I have been doing this for over seventeen years across eight companies. One thing stays consistent. The company hires its first real product marketer, everyone is excited, and then nobody really knows what happens next. By day ninety, something feels off, and neither side can quite explain why.

It does not have to go that way. The sequence matters. Each phase builds on the one before it.

Before day one

For the founder: tell the rest of the team what is changing. Get existing materials into the new hire's inbox before day one. Carve out one hour on day one for a direct conversation.

For the hire: research before you arrive. Read everything public-facing with fresh eyes. You are building a baseline picture of how the market sees the company before you hear how the company sees itself. Flush any baggage from previous companies before day one.

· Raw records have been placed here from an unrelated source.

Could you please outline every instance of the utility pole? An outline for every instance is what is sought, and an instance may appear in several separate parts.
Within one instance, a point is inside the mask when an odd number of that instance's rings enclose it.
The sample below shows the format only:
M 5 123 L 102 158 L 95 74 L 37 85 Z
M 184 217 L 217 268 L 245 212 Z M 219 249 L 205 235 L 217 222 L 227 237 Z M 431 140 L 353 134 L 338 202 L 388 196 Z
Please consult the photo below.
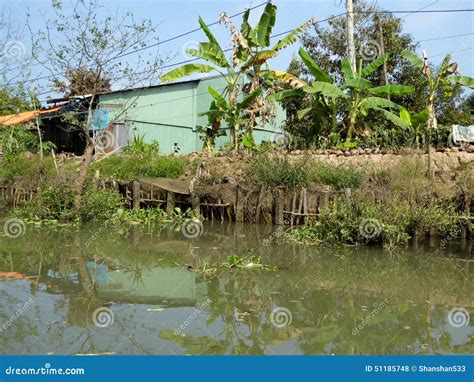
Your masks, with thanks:
M 427 146 L 428 146 L 428 179 L 433 179 L 433 164 L 432 164 L 432 157 L 431 157 L 431 132 L 433 129 L 438 127 L 438 122 L 436 120 L 435 108 L 434 108 L 434 98 L 435 98 L 435 90 L 436 86 L 433 84 L 433 78 L 431 76 L 431 69 L 430 63 L 428 62 L 428 55 L 426 51 L 423 49 L 423 75 L 426 77 L 430 84 L 430 91 L 428 94 L 428 131 L 427 131 Z
M 376 24 L 377 32 L 378 32 L 380 55 L 383 56 L 385 54 L 385 45 L 383 42 L 383 29 L 382 29 L 382 23 L 380 22 L 380 17 L 377 14 L 375 15 L 375 24 Z M 385 85 L 388 85 L 387 62 L 383 63 L 382 77 L 385 82 Z M 387 95 L 387 99 L 390 100 L 390 95 Z
M 356 54 L 354 44 L 354 12 L 352 0 L 346 0 L 346 36 L 347 36 L 347 56 L 351 64 L 352 70 L 357 71 Z

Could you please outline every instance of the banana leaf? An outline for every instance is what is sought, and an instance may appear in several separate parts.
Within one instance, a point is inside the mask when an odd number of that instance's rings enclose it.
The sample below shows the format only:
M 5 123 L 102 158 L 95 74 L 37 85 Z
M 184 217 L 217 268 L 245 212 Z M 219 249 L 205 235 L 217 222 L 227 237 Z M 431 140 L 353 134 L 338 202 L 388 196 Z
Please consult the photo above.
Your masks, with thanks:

Days 1–30: Listen, learn, set up to win

Four parallel tracks: the listening tour, learning the product from the inside, mapping the competitive landscape, and setting up tools and calendar.

The listening tour is the most important. Ask everyone the same three questions: what do we do, why is it better, and why do customers buy us? Have the meetings transcribed. The variance in answers is the data.

Merge before you lead. You will walk in and see things you want to change immediately. The urge to fix everything at once is almost always the wrong move. Build trust before you build process.

Days 30–60: Build the foundation

Six sequential steps. The order matters. Define the problem. Understand who you are selling to. Stake out a defensible position. Build a messaging spine. Formalize what exists. Build the content priority list.

The messaging spine is not external-facing content. When it is right, an executive reads it and says yes, this is the company we are building. Sales reads it and says yes, this is what I have been wanting to see on paper.

Days 60–90: Build what the market sees

Start with the first-call deck — but not alone. Bring sales into the initial discussion. A deck built with sales input gets used. One built without it sits in a shared drive.

By day ninety, your work is not complete. Not even close. But the foundation exists. The track is there — so when something urgent surfaces, you can step off it and step right back.